2009 Loon Mountain Race Results.

* * * * * * * * * * * *

Cooler weather, a positive attitude, and nutrition all played a part in making Loon one of my favorite runs of the circuit. Unconcerned with time or distance, I felt present in every moment and step. Tim, the Barefoot Runner, and I shared trail talk along the U. Bear Claw and time passed quickly and we were at the summit water stop. In a mountain zone, I thought we had another mile to enjoy before passing through the finishing area for a meeting with the Boss! (No, not Springsteen. I wasn't that Loony.) As I paid homage to the Upper Walking Boss I overheard folks gasp and grumble. Hoping to cast positive energy their way, I said, "Wow, that's so beautiful. Look at us up there soon." I appreciated each step and soon was coasting along Sunset.

* * * * * * * * * * * *
After Cranmore, my quads were not communicating with the rest of my body until about Wednesday. Whereas everything felt great right after finishing Loon. Soaking in the Pemi helped!

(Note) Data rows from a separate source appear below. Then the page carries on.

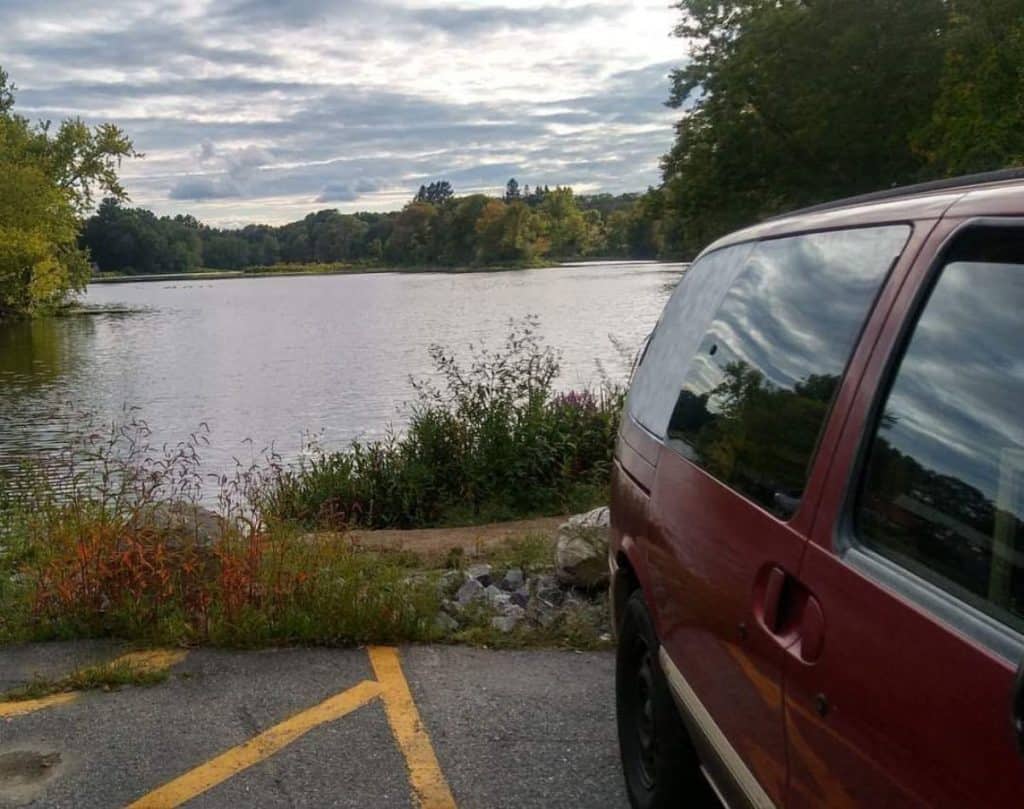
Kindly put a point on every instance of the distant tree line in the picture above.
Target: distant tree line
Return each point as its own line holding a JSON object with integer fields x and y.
{"x": 794, "y": 102}
{"x": 436, "y": 228}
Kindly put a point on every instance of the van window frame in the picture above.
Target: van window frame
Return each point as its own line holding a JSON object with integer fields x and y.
{"x": 940, "y": 602}
{"x": 813, "y": 459}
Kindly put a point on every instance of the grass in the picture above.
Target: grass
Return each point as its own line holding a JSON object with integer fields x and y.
{"x": 104, "y": 676}
{"x": 493, "y": 441}
{"x": 92, "y": 543}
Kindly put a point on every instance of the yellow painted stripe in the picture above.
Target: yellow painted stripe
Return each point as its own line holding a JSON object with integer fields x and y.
{"x": 152, "y": 660}
{"x": 256, "y": 750}
{"x": 425, "y": 776}
{"x": 23, "y": 707}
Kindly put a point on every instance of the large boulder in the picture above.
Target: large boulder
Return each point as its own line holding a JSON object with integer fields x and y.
{"x": 582, "y": 550}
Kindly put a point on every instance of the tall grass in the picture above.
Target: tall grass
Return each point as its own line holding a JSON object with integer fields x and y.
{"x": 487, "y": 439}
{"x": 107, "y": 539}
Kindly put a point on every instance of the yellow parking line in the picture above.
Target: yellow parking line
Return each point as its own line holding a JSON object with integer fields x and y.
{"x": 256, "y": 750}
{"x": 425, "y": 776}
{"x": 23, "y": 707}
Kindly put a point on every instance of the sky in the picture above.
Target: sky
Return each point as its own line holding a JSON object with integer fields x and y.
{"x": 257, "y": 111}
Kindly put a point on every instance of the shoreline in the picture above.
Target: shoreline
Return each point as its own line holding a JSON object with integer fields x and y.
{"x": 229, "y": 274}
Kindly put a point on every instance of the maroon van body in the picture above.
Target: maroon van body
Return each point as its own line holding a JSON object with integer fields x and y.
{"x": 849, "y": 634}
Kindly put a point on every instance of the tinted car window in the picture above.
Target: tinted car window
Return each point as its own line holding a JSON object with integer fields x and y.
{"x": 757, "y": 392}
{"x": 683, "y": 322}
{"x": 944, "y": 484}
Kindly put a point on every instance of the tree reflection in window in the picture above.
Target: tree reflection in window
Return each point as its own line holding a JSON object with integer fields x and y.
{"x": 757, "y": 392}
{"x": 942, "y": 493}
{"x": 754, "y": 435}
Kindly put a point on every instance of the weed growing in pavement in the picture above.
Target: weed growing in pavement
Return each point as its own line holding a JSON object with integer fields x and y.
{"x": 493, "y": 440}
{"x": 115, "y": 674}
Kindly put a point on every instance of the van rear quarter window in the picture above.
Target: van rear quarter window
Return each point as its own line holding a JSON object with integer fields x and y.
{"x": 943, "y": 491}
{"x": 677, "y": 335}
{"x": 755, "y": 395}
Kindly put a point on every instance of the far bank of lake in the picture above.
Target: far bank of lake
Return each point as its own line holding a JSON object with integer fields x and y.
{"x": 285, "y": 270}
{"x": 271, "y": 358}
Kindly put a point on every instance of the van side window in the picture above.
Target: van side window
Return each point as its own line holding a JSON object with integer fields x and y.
{"x": 757, "y": 392}
{"x": 686, "y": 315}
{"x": 943, "y": 490}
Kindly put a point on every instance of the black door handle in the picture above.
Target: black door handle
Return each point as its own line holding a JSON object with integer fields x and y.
{"x": 1018, "y": 709}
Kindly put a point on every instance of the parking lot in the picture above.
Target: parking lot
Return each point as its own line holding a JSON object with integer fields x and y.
{"x": 417, "y": 726}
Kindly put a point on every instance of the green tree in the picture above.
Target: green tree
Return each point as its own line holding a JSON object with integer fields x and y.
{"x": 49, "y": 180}
{"x": 412, "y": 240}
{"x": 978, "y": 120}
{"x": 436, "y": 193}
{"x": 564, "y": 222}
{"x": 793, "y": 102}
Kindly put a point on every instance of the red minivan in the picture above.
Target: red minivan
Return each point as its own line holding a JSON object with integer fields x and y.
{"x": 817, "y": 516}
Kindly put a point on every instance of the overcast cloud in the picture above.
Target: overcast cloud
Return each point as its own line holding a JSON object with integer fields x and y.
{"x": 263, "y": 111}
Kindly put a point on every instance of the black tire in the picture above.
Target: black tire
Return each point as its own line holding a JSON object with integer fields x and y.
{"x": 658, "y": 761}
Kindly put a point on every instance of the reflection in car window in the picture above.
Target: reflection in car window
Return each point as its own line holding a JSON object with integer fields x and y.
{"x": 944, "y": 485}
{"x": 678, "y": 333}
{"x": 756, "y": 395}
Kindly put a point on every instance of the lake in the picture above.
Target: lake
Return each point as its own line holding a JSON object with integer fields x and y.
{"x": 274, "y": 359}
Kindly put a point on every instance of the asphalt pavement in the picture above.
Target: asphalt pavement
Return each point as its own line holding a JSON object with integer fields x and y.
{"x": 425, "y": 727}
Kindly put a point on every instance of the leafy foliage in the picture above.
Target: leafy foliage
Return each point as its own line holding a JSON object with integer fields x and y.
{"x": 793, "y": 102}
{"x": 978, "y": 121}
{"x": 492, "y": 441}
{"x": 50, "y": 178}
{"x": 435, "y": 229}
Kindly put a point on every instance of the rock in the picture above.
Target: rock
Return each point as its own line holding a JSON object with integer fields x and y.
{"x": 479, "y": 572}
{"x": 496, "y": 596}
{"x": 508, "y": 621}
{"x": 582, "y": 550}
{"x": 547, "y": 589}
{"x": 181, "y": 523}
{"x": 449, "y": 583}
{"x": 513, "y": 579}
{"x": 547, "y": 618}
{"x": 469, "y": 592}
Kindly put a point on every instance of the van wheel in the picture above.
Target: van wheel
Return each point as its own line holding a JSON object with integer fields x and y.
{"x": 658, "y": 761}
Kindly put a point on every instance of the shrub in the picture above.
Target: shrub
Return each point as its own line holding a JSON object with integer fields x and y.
{"x": 97, "y": 542}
{"x": 491, "y": 440}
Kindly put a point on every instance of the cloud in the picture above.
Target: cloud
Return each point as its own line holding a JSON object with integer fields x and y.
{"x": 259, "y": 109}
{"x": 203, "y": 188}
{"x": 338, "y": 192}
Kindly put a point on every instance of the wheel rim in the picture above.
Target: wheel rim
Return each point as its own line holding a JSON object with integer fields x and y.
{"x": 643, "y": 718}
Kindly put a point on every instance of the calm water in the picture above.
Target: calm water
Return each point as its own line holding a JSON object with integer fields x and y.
{"x": 272, "y": 359}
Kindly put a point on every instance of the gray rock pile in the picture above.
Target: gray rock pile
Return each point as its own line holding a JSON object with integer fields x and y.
{"x": 505, "y": 600}
{"x": 582, "y": 550}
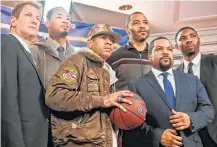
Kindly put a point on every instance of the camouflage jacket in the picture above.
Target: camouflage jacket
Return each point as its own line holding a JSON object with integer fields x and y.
{"x": 74, "y": 95}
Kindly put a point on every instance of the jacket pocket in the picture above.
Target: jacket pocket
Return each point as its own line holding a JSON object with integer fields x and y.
{"x": 92, "y": 83}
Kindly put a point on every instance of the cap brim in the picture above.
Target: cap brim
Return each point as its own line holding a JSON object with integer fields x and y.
{"x": 115, "y": 35}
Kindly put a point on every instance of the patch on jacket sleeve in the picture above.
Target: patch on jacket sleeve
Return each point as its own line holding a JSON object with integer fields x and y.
{"x": 70, "y": 74}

Also at Cranmore I tweaked my ankle on the second descent and RICE'd for the week. Aiming to complete the circuit uninjured, I took preventative measures at Loon and tested the Active Ankle T2 brace. It's a light-weight supportive device that allows for ankle movement while inhibiting dramatic side to side twists. The T2 was so comfortable I forgot I was wearing it.

A big thank you to Abbas who cheered us on,
took photos and chauffeured Susanna and me!